4/3/82 - 6/3/82
65 Fifth Avenue
Early Work
Organized by Lynn Gumpert, Ned Rifkin, and Marcia Tucker
"The New Museum's inaugural exhibition [at the New School], Early Work by Five Contemporary Artists, opened in November 1977. It was planned as the first in a series whose intention was to recoup our recent history, to discover and enjoy key works, which had not been seen by the public, by artists now in mid-career. These works had remained unknown for a variety of reasons, either because the artists were not well-known at the time, or because the work was considered to be outside the issues then under critical investigation, or because the artists themselves simply were not interested in showing them at that moment. In some cases the work had been seen, but by a limited audience. Since the way we see a work of art and what we think about it are determined in large part by the context in which it is shown, it seems instructive to present, ten years later, some of the pieces that were essential to the artists' subsequent developments."
-Early Work catalogue.
“This exhibition provided an opportunity to observe the genesis of ideas from which five artists’ more recent work evolved, and to examine their latest activity in light of the earlier pieces.”

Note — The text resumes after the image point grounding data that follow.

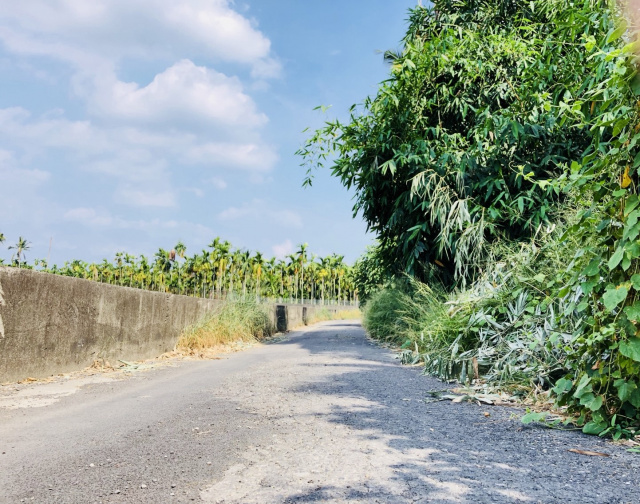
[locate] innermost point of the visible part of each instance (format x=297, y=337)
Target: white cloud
x=91, y=217
x=253, y=156
x=259, y=211
x=282, y=250
x=145, y=198
x=111, y=30
x=183, y=91
x=217, y=182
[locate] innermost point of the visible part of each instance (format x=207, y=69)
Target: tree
x=444, y=159
x=20, y=248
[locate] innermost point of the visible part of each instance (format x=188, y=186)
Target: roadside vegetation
x=236, y=322
x=498, y=168
x=220, y=271
x=239, y=322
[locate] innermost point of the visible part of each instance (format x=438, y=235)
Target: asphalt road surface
x=322, y=416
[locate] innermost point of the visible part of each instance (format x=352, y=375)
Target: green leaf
x=584, y=386
x=562, y=386
x=633, y=311
x=614, y=296
x=616, y=258
x=591, y=401
x=593, y=268
x=617, y=33
x=631, y=348
x=594, y=428
x=625, y=389
x=534, y=417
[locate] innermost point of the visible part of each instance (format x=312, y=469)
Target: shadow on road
x=446, y=452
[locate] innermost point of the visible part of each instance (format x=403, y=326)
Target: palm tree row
x=219, y=271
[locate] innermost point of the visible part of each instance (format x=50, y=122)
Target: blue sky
x=128, y=125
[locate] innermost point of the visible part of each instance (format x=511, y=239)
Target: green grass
x=324, y=314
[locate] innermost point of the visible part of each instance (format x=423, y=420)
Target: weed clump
x=243, y=321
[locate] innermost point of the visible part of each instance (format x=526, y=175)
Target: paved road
x=323, y=416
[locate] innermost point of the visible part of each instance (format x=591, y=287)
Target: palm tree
x=20, y=248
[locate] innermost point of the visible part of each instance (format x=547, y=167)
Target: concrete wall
x=51, y=324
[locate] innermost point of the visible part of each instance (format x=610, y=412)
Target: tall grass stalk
x=242, y=321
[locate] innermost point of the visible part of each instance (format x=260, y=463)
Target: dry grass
x=235, y=323
x=324, y=314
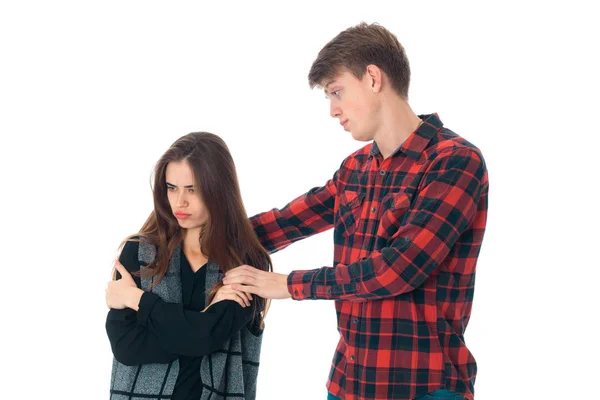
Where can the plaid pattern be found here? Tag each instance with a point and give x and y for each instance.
(407, 233)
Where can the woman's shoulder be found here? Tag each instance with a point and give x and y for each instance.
(130, 253)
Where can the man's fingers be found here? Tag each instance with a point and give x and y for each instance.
(122, 270)
(244, 270)
(246, 289)
(241, 277)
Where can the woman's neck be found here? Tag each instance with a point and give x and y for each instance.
(191, 241)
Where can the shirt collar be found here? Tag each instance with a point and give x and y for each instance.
(414, 145)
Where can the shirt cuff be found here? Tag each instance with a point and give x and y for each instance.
(147, 302)
(319, 284)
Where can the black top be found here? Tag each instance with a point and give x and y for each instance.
(160, 332)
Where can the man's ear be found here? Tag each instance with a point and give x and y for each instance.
(374, 74)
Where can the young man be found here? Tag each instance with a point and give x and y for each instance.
(409, 214)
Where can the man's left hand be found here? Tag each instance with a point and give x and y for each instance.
(268, 285)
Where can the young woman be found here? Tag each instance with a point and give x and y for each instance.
(175, 331)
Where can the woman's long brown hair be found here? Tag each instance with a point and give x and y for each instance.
(227, 237)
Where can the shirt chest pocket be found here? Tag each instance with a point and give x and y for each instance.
(349, 212)
(394, 211)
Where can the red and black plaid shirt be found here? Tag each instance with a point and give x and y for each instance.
(408, 230)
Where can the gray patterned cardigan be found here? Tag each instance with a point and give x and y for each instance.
(228, 373)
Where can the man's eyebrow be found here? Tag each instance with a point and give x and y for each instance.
(185, 187)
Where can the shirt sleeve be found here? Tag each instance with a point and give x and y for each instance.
(308, 214)
(192, 333)
(444, 208)
(131, 343)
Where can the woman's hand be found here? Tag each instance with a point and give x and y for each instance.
(228, 293)
(122, 293)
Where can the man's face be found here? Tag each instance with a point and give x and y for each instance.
(354, 104)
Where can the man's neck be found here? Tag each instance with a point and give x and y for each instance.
(398, 123)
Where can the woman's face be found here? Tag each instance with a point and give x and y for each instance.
(184, 196)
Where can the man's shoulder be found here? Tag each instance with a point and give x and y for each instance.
(448, 142)
(358, 157)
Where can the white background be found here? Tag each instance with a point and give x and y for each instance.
(92, 93)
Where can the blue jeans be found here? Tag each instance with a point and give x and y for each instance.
(441, 394)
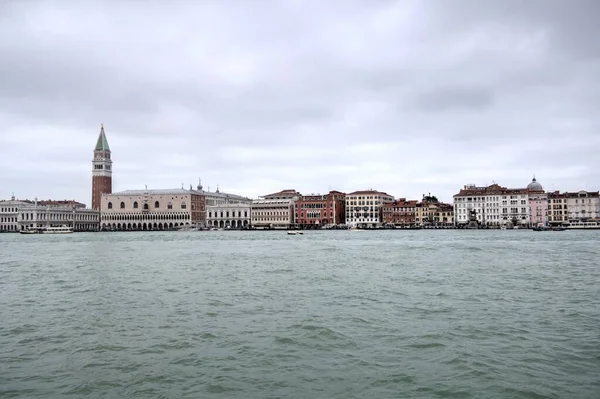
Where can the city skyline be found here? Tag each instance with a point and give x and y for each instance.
(401, 97)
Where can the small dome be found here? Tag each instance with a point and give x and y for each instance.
(534, 185)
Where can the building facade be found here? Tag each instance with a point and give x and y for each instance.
(558, 213)
(9, 215)
(434, 214)
(272, 213)
(538, 209)
(495, 205)
(316, 210)
(152, 209)
(58, 213)
(583, 206)
(399, 213)
(365, 208)
(101, 170)
(229, 216)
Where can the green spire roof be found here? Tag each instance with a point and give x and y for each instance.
(102, 143)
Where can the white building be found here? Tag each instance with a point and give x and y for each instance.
(272, 213)
(494, 205)
(161, 209)
(58, 213)
(234, 216)
(365, 208)
(583, 206)
(9, 214)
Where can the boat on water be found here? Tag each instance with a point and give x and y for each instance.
(542, 227)
(48, 230)
(583, 226)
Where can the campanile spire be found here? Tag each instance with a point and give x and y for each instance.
(101, 169)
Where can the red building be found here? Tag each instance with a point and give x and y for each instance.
(400, 212)
(312, 211)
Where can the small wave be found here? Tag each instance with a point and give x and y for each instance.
(427, 345)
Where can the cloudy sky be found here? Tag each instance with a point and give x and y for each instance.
(407, 97)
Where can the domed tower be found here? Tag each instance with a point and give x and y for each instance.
(534, 185)
(101, 170)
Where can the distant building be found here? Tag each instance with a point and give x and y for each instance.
(558, 213)
(162, 209)
(9, 214)
(274, 211)
(583, 206)
(58, 213)
(400, 212)
(538, 204)
(101, 170)
(365, 208)
(229, 216)
(495, 205)
(434, 214)
(317, 210)
(288, 193)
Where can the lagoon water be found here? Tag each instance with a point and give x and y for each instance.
(329, 314)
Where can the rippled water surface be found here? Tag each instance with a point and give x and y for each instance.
(390, 314)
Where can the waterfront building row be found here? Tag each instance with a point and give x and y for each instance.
(529, 206)
(17, 215)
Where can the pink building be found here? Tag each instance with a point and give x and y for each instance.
(538, 204)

-From The New Museum Annual Report, 1981-1984
‘Early Work, an exhibition of little-known pieces by five artists who have achieved prominence in the past deacade, is the second show of its kind to be presented at The New Museum; The first was the Museum’s inaugural exhibition in November 1977…
Included in the show are [Lynda] Benglis’ wax lozenges and poured latex floor pieces, examples of her early concern with the organic qualities of material and the incorporation of process into the finalized work.
Focusing on her immediate environment, [Joan] Brown’s paintings and sculpture form the late 1960s contain eccentrically depicted images of her home, children, pets and friends.
[Gary] Stephan’s early paintings were, in his own words, ‘an attempt to collapse the distance between the paint and the armature’—to create a piece in which the pain itself would be the painting’s support. He also states that ‘painting’s function is to make a kind of ecstatic space.’
[Lawrence] Weiner’s early site-specific pieces utilized ephemeral found materials, placed in inaccessible places. The work addresses issues of language, philosophy and theater as well as art.
Early Work demonstrates The New Museum’s belief in the importance of presenting recent art history to the public as a means of further understanding the art of today.”